NAFLD is a disease wherein fat builds up in the liver in overweight people. NAFLD is a major health concern as it can lead to permanent scarring (cirrhosis) and subsequently to cancer and malfunction of the liver. This may result in life-threatening complications for which a liver transplant is needed.
A total of 3,440 people were included in the study of whom 30 per cent were lean and 70 per cent were overweight (body mass index [BMI] of 25kg/sq. m or greater). The average age was 71 years and NAFLD, as assessed by abdominal ultrasound, was present in 35 per cent of the participants. Macronutrient intake was recorded using an externally validated 389-item food frequency questionnaire, and analysed in quartiles using the nutrition density method (energy percentage).
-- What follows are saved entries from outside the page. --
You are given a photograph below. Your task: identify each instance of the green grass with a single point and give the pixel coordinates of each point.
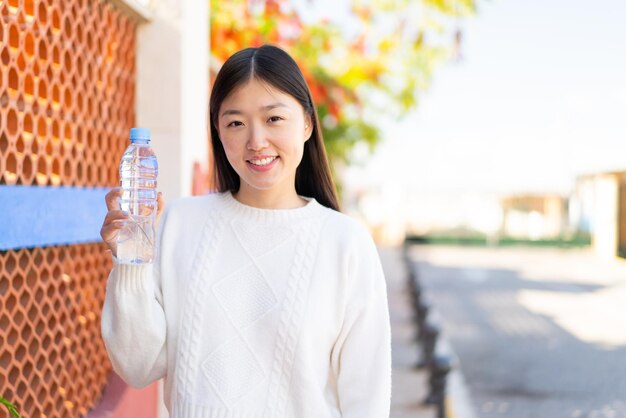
(477, 239)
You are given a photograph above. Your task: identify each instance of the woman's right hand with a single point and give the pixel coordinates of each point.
(116, 218)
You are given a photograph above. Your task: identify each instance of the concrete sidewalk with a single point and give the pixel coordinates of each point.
(409, 385)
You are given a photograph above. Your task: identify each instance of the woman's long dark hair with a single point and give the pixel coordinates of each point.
(275, 67)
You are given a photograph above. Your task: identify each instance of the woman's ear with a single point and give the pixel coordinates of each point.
(308, 127)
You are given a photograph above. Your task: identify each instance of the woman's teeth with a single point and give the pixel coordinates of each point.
(263, 161)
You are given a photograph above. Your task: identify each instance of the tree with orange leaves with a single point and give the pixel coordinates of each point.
(373, 61)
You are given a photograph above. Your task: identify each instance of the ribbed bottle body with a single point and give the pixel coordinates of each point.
(138, 178)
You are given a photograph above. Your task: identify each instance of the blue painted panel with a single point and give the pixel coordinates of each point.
(33, 216)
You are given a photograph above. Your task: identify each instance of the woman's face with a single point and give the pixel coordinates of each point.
(263, 132)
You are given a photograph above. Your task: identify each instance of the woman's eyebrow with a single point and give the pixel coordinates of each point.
(267, 107)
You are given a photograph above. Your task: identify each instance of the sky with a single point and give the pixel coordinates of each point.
(538, 98)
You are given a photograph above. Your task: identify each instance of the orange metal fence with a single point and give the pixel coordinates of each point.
(67, 84)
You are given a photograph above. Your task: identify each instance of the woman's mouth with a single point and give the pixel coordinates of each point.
(262, 164)
(262, 161)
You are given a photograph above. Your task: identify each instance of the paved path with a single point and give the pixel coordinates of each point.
(409, 386)
(539, 332)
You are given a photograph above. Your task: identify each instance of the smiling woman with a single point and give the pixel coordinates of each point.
(262, 296)
(263, 132)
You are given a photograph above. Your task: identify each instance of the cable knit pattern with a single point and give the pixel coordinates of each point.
(255, 313)
(195, 295)
(290, 318)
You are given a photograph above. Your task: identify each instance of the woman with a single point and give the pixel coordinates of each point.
(264, 300)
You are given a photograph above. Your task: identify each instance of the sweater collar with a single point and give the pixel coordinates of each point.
(238, 209)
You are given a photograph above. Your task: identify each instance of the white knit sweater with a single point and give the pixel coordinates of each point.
(255, 313)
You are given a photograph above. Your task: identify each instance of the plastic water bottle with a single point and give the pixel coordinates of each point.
(138, 178)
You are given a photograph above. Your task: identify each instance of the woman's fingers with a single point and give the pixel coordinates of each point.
(114, 215)
(160, 206)
(112, 198)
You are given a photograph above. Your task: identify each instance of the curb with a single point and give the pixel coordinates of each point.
(458, 400)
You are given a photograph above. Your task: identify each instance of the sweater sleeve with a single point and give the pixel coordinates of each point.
(363, 349)
(133, 322)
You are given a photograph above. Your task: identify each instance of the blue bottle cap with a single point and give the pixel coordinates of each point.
(140, 135)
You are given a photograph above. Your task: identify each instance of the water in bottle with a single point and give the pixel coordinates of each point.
(138, 178)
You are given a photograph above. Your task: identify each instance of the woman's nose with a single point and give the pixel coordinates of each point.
(257, 139)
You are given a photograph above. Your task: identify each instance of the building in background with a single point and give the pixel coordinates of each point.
(599, 207)
(76, 76)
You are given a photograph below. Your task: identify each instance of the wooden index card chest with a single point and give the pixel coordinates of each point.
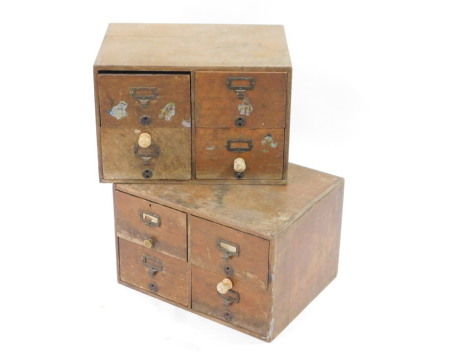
(249, 257)
(194, 103)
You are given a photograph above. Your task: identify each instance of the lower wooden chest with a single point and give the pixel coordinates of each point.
(249, 257)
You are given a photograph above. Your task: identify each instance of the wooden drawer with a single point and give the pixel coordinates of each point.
(244, 305)
(229, 252)
(153, 272)
(241, 99)
(168, 156)
(277, 246)
(261, 149)
(144, 100)
(159, 228)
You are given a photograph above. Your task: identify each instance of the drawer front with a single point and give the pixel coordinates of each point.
(243, 305)
(147, 224)
(167, 157)
(241, 99)
(229, 252)
(155, 273)
(144, 100)
(261, 149)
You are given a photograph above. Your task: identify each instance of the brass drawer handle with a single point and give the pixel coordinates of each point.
(149, 243)
(143, 95)
(240, 85)
(224, 290)
(228, 249)
(145, 149)
(150, 219)
(153, 265)
(239, 167)
(239, 145)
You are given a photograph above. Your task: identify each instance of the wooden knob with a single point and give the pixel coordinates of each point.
(148, 243)
(239, 165)
(145, 140)
(224, 286)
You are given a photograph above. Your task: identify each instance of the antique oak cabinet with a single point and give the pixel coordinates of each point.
(193, 104)
(247, 256)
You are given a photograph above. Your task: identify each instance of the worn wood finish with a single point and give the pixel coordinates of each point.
(261, 210)
(306, 256)
(171, 283)
(168, 235)
(264, 106)
(298, 225)
(168, 108)
(264, 161)
(196, 61)
(251, 312)
(120, 162)
(250, 264)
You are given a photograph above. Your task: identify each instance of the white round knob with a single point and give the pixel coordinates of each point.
(239, 165)
(144, 140)
(224, 286)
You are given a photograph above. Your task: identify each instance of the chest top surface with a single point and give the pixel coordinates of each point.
(194, 46)
(259, 209)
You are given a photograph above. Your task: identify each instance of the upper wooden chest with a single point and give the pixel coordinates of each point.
(200, 103)
(250, 257)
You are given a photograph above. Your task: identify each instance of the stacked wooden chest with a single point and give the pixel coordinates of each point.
(193, 129)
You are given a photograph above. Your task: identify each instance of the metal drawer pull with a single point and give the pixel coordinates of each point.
(147, 153)
(228, 249)
(239, 167)
(239, 145)
(240, 85)
(144, 95)
(153, 265)
(150, 219)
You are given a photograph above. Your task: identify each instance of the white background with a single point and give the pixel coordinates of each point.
(381, 96)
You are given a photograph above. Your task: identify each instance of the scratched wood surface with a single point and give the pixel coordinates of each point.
(169, 236)
(187, 63)
(171, 283)
(168, 107)
(252, 312)
(214, 160)
(194, 46)
(120, 162)
(217, 106)
(288, 239)
(242, 207)
(251, 265)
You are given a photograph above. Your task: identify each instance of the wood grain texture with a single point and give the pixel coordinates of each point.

Furthermore, analyses were stratified for BMI to account for BMI-related differences in eating habits and dietary measurement errors. Significant associations between macronutrients and NAFLD were found predominantly in overweight individuals. The results showed that total protein was associated with higher odds of NAFLD and this association was mainly driven by animal protein.
To prevent occurrence of NAFLD people should stick to a healthy lifestyle says lead author of the study Louise Alferink from the Erasmus Medical Centre, Rotterdam, The Netherlands.
“The results from this study demonstrate that animal protein is associated with NAFLD in overweight elderly people,” Alferink said.
Authors of the study presented the findings of the study at The International Liver Congress 2017 in Amsterdam wherein they also revealed that fructose consumption per se might not be as harmful as previously assumed.